Técnicas de Ingeniería Genética o del ADN Recombinante

La obtención de un organismo transgénico mediante técnicas de ingeniería genética implica la participación de un organismo que dona el gen de interés y un organismo receptor del gen que expresará la nueva característica deseada. Por ejemplo, para el caso particular de la producción de una variedad de maíz que resista el ataque de insectos, el organismo dador es la bacteria del suelo denominada Bacillus thuringiensis (Bt) de la cual se extrae el gen que determina la síntesis de la proteína insecticida, y el organismo receptor del gen es la planta de maíz.

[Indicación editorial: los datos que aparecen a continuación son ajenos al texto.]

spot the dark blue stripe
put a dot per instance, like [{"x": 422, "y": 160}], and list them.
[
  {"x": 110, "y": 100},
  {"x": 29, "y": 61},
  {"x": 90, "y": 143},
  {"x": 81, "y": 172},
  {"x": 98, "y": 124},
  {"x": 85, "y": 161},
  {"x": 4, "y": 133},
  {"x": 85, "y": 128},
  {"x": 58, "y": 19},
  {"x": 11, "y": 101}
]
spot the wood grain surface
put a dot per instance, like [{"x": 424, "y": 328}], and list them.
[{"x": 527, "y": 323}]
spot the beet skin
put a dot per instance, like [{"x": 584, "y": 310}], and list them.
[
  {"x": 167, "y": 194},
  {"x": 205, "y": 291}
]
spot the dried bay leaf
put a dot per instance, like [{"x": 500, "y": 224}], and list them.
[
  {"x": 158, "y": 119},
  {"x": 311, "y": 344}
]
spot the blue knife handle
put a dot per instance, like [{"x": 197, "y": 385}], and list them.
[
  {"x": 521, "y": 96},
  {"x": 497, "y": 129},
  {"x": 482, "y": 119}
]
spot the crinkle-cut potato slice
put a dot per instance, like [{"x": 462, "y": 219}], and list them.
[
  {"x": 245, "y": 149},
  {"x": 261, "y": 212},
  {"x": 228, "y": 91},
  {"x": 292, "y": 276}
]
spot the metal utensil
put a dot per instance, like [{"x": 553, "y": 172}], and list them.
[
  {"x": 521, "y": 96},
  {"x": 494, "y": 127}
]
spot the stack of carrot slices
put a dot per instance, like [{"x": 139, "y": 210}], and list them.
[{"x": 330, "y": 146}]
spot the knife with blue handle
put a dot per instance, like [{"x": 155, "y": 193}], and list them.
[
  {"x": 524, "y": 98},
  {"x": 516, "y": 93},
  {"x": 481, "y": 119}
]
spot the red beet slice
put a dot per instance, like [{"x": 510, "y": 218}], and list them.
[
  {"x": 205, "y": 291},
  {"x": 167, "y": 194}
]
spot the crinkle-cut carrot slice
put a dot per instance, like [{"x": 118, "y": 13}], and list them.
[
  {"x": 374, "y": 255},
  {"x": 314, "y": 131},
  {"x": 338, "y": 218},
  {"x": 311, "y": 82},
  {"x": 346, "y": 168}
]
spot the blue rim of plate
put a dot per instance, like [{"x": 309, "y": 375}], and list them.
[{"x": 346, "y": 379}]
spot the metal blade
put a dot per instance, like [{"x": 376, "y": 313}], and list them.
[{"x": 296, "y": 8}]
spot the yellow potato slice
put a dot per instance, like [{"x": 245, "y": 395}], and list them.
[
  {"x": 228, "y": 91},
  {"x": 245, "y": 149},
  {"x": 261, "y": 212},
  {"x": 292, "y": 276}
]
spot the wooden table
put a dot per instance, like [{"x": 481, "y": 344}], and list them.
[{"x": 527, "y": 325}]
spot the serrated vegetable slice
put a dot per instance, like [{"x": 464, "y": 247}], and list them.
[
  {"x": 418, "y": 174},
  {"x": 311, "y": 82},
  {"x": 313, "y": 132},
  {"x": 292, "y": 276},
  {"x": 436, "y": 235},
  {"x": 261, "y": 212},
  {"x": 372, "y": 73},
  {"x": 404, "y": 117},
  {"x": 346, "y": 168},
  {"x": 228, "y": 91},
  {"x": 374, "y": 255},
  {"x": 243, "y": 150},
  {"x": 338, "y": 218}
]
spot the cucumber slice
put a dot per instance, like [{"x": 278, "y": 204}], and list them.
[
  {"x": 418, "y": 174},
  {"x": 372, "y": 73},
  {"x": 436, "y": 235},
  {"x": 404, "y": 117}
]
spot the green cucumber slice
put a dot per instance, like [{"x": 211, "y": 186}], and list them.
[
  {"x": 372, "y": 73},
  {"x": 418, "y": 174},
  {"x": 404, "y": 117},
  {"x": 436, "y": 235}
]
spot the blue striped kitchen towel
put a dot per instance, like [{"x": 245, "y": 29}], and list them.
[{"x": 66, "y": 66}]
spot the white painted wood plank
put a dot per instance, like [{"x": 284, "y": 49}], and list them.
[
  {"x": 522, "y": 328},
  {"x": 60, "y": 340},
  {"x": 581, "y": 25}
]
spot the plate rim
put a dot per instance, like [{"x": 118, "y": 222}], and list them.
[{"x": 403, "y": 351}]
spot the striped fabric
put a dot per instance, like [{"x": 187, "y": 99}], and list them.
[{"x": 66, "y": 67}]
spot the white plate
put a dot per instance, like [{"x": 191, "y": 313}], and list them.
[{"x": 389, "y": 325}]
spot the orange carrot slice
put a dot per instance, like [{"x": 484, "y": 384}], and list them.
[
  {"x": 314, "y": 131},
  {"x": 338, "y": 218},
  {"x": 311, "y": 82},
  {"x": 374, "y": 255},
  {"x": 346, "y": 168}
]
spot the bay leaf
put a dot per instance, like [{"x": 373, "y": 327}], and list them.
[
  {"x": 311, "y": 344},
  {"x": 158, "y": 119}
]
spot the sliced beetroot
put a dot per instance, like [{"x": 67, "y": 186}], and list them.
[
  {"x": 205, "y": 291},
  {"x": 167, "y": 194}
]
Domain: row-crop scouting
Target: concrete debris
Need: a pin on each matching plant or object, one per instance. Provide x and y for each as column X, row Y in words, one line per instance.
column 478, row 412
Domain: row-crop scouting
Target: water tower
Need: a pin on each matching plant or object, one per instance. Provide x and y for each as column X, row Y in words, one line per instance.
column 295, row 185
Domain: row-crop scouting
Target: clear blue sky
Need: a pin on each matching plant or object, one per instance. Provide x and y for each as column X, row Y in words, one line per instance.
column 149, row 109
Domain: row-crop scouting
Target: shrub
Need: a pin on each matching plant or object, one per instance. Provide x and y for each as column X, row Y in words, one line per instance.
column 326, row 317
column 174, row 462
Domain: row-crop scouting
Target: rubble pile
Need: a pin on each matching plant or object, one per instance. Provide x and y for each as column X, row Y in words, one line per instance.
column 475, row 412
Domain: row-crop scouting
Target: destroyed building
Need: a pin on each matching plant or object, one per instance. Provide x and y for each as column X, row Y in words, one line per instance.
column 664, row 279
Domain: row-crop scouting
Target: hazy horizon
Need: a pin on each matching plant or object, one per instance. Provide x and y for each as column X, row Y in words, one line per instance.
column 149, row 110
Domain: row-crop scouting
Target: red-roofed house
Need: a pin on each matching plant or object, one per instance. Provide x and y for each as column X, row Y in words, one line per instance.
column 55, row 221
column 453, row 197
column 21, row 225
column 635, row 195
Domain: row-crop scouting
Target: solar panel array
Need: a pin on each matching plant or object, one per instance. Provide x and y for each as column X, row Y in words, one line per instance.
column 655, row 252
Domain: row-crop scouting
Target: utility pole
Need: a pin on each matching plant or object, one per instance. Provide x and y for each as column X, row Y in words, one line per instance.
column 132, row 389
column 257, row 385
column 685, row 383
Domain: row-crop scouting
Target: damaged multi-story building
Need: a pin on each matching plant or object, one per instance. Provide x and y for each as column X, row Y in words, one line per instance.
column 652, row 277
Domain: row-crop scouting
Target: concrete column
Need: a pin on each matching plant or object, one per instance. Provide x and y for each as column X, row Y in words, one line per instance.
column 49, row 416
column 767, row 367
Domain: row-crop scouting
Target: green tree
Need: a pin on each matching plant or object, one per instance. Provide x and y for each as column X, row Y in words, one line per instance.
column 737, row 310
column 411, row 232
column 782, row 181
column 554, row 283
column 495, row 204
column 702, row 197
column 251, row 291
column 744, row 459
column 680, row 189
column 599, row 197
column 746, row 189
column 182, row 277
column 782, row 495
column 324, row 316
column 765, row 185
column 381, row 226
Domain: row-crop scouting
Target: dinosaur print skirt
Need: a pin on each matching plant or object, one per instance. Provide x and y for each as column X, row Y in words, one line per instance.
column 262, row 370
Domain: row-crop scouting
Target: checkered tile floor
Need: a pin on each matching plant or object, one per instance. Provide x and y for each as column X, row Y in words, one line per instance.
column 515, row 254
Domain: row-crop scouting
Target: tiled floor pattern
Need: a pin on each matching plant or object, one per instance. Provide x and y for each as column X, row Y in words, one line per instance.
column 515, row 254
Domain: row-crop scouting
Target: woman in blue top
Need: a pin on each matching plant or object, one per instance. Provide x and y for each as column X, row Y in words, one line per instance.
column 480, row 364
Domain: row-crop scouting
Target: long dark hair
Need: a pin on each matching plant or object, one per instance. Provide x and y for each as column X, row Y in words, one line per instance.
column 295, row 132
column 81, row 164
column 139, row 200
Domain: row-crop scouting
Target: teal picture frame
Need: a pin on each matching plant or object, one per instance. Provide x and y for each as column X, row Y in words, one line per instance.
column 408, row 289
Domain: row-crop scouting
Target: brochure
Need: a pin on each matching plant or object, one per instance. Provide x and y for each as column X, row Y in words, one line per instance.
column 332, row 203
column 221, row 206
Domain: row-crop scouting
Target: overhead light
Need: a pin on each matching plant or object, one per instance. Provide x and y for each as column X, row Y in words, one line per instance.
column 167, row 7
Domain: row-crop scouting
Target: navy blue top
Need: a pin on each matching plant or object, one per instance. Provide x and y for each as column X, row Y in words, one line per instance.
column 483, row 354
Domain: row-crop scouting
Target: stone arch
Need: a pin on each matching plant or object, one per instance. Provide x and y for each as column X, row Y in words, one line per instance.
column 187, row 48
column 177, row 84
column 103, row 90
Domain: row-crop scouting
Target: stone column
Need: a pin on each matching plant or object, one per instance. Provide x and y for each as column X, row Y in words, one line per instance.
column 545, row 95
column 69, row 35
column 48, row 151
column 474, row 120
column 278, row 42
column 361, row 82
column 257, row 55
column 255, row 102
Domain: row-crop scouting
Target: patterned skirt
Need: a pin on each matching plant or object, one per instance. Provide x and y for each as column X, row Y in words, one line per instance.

Las etapas y técnicas involucradas en este proceso serían:

  1. Corroborar que existe un gen que codifica para la característica de interés. Cuando se encuentra una característica en un organismo que resulta interesante para transferir a otro organismo debe verificarse que es producto de un gen. Se identifica el gen de interés por medio de cruzamientos a partir de una característica que se expresa, y se verifican las proporciones mendelianas. Si la característica se atribuye a una proteína, que es producto directo de un gen, será más sencillo transferir esa característica a un organismo que no la tiene.

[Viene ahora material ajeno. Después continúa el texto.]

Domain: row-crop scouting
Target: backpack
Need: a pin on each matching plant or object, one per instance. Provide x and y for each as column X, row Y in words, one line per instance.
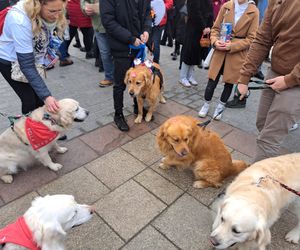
column 3, row 14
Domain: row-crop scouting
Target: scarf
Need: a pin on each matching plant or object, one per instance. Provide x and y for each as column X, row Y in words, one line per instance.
column 18, row 233
column 38, row 134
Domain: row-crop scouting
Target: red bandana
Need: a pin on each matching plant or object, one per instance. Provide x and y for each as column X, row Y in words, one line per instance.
column 18, row 233
column 38, row 134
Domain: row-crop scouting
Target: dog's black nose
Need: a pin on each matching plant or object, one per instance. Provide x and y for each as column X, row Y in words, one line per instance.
column 214, row 241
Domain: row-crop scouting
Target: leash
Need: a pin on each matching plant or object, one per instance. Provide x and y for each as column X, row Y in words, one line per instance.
column 278, row 182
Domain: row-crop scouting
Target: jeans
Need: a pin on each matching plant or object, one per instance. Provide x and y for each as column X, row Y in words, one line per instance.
column 156, row 37
column 106, row 56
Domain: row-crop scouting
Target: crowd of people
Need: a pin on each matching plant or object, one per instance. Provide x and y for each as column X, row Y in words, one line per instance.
column 115, row 31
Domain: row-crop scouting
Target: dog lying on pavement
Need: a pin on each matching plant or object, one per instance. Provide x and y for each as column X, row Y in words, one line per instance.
column 30, row 138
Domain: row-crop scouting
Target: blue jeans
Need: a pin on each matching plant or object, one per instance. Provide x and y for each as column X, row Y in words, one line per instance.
column 106, row 56
column 156, row 37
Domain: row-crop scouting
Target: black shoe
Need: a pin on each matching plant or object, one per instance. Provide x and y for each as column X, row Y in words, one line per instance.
column 236, row 103
column 121, row 122
column 259, row 75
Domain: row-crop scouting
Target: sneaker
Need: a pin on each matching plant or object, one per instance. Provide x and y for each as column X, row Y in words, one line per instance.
column 236, row 103
column 204, row 110
column 105, row 83
column 121, row 123
column 294, row 127
column 219, row 112
column 185, row 82
column 193, row 81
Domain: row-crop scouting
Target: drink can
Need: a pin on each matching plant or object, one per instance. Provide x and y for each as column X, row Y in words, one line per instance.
column 226, row 30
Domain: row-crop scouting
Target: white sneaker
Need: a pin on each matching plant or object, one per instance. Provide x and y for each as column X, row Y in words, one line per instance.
column 294, row 127
column 193, row 81
column 204, row 110
column 185, row 82
column 217, row 114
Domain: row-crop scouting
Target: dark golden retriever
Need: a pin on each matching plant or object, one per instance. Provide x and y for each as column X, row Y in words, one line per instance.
column 186, row 145
column 145, row 85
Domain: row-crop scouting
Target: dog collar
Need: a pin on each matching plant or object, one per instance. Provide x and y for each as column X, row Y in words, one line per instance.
column 18, row 233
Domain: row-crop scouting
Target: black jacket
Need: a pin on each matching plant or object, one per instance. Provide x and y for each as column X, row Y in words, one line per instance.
column 118, row 21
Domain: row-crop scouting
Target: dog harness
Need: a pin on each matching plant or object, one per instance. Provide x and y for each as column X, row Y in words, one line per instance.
column 18, row 233
column 38, row 134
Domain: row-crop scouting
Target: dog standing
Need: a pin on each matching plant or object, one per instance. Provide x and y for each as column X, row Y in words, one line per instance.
column 30, row 138
column 44, row 224
column 186, row 145
column 145, row 84
column 254, row 202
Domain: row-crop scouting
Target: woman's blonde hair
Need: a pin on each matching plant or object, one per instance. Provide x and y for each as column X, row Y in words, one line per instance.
column 33, row 10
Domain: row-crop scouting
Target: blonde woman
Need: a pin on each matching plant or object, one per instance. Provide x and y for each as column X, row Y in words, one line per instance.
column 27, row 36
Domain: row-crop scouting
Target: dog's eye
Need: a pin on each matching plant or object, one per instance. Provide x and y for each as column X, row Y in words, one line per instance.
column 234, row 230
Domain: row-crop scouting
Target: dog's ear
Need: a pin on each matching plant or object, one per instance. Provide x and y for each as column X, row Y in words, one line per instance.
column 127, row 75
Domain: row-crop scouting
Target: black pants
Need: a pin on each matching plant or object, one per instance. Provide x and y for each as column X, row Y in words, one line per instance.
column 121, row 64
column 25, row 92
column 211, row 86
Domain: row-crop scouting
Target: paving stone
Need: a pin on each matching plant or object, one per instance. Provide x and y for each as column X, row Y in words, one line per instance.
column 25, row 182
column 159, row 186
column 11, row 211
column 77, row 155
column 85, row 187
column 187, row 223
column 105, row 139
column 182, row 179
column 93, row 235
column 241, row 141
column 149, row 239
column 124, row 209
column 115, row 168
column 144, row 148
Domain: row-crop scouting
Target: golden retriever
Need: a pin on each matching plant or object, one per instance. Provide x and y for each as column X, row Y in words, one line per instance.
column 145, row 85
column 251, row 205
column 47, row 221
column 186, row 145
column 15, row 148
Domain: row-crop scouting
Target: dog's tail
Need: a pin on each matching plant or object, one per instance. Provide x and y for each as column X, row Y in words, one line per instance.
column 238, row 166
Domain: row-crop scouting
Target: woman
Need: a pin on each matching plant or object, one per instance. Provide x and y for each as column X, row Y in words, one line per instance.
column 33, row 22
column 200, row 18
column 229, row 56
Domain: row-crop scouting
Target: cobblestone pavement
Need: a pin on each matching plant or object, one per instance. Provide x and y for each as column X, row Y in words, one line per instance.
column 138, row 205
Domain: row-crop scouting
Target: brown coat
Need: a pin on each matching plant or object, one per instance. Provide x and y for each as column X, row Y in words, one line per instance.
column 245, row 29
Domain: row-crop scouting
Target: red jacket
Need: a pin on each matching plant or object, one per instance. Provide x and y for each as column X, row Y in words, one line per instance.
column 77, row 18
column 18, row 233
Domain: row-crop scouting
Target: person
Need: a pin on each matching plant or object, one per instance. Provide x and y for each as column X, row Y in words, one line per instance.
column 33, row 23
column 91, row 8
column 279, row 106
column 158, row 27
column 200, row 19
column 126, row 23
column 229, row 56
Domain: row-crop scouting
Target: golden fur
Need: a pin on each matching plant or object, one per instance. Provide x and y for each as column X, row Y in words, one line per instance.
column 142, row 86
column 251, row 207
column 186, row 145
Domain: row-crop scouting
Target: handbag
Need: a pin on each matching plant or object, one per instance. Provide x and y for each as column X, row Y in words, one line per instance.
column 205, row 41
column 17, row 74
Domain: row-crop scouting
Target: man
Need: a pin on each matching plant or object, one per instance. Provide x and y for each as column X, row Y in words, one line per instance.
column 279, row 105
column 127, row 22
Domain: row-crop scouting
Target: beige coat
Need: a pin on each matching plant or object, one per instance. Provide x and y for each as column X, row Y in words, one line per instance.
column 245, row 29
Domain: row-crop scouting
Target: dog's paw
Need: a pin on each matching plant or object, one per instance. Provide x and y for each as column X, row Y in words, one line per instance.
column 61, row 150
column 148, row 117
column 293, row 236
column 55, row 166
column 7, row 178
column 138, row 119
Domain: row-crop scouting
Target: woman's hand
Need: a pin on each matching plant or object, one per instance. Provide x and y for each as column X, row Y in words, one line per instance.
column 51, row 104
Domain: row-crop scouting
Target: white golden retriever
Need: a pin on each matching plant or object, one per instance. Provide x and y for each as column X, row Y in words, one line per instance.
column 15, row 149
column 250, row 206
column 48, row 219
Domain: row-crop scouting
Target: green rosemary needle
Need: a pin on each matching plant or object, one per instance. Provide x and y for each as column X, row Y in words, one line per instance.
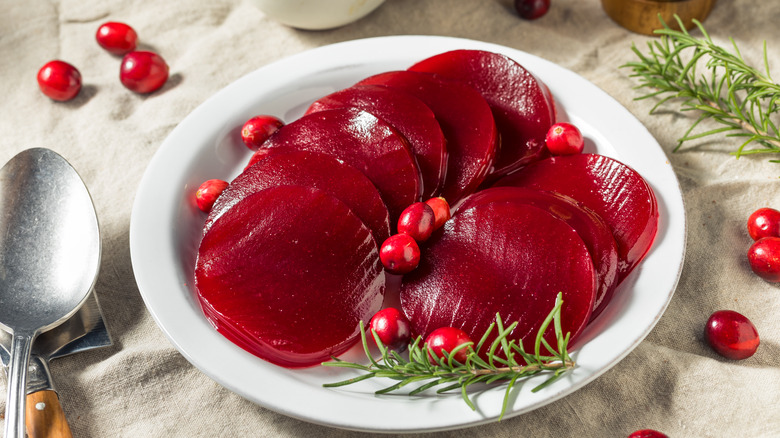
column 506, row 361
column 741, row 98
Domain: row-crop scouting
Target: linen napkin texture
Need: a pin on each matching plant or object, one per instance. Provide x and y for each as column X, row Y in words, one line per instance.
column 143, row 387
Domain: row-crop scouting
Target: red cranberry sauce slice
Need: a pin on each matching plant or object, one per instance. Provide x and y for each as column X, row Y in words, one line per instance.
column 617, row 193
column 363, row 141
column 465, row 119
column 520, row 107
column 288, row 273
column 506, row 258
column 284, row 166
column 410, row 116
column 596, row 235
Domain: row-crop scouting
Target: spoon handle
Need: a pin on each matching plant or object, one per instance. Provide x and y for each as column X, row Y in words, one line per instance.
column 45, row 417
column 17, row 385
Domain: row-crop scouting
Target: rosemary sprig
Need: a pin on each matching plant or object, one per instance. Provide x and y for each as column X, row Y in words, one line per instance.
column 506, row 362
column 741, row 98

  2. Clonar el gen de interés. Clonar un gen significa tenerlo puro en el tubo de ensayos, o mejor aún, dentro de un vector (una molécula mayor de ADN que permite guardar fragmentos de ADN en forma estable y práctica por más tiempo). La tarea de clonar un gen involucra varias técnicas: i) Extracción de ADN; ii) Búsqueda de un gen entre la mezcla de genes del ADN; iii) Secuenciación; iv) Construcción del vector recombinante. El ADN de interés se inserta en plásmidos-vectores que son moléculas de ADN lineales o circulares en las cuales se puede “guardar” (clonar) un fragmento de ADN. Los más usados son los plásmidos de origen bacteriano.
  3. Caracterizar el gen de interés. A partir de conocer la secuencia del gen se puede, mediante bioinformática, comparar esta secuencia con las de genes ya conocidos para determinar a qué gen se parece, y se le asigna una posible función. Una vez predicha la función del gen clonado por medio de análisis informático, se debe proceder a confirmar la función real in vivo, o sea corroborar que en un sistema biológico funciona acorde a lo que se prevé. Para ello se suele transferir el gen a un organismo modelo, en el cual se pueda expresar el gen y medir su función. En el ejemplo del maíz, el gen Bt se puede transferir primero a las especies vegetales modelo Arabidopsis thaliana y Nicotiana tabacum.
  4. Modificar el gen de interés. Si así se desea se puede agregar, deletar o mutar secuencias dentro de la región codificante, y agregar secuencias (promotor, terminador, intrones) para que se pueda expresar en el sistema de interés. Por ejemplo: si se clona un gen Bt de una bacteria para luego ponerlo en maíz, se debe agregar un promotor que funcione bien en plantas, es decir, que permita que las células vegetales expresen la proteína Bt. El promotor es una región fundamental del gen ya que determina cuándo y dónde se expresará el gen.
  5. Transformación de un organismo con el gen de interés. Una vez hecha la construcción genética con el gen y promotor deseado, se elige el método de transformación más indicado para el organismo que se desea hacer transgénico.
  6. Caracterización del OGM. Una vez obtenido el OGM, se lo analiza desde el punto de vista molecular y biológico. Para el análisis molecular se debe demostrar, entre otras cosas, si tiene una (o más) copias del transgén, y cómo y en qué tejidos se expresa el gen. Para analizar en qué tejido, momento y cantidad se expresa el gen se analiza la presencia del ARN mensajero y de la proteína recombinante codificados por el transgén. Para la caracterización biológica, el OGM se analiza desde el punto de vista del objetivo (en este ejemplo, si el maíz resulta efectivamente resistente a los insectos) y desde el punto de vista que sea necesario acorde al OGM en cuestión. Si será utilizado como alimento y se lo cultivará a campo, entonces se deberá hacer el análisis de riesgo alimentario y ambiental.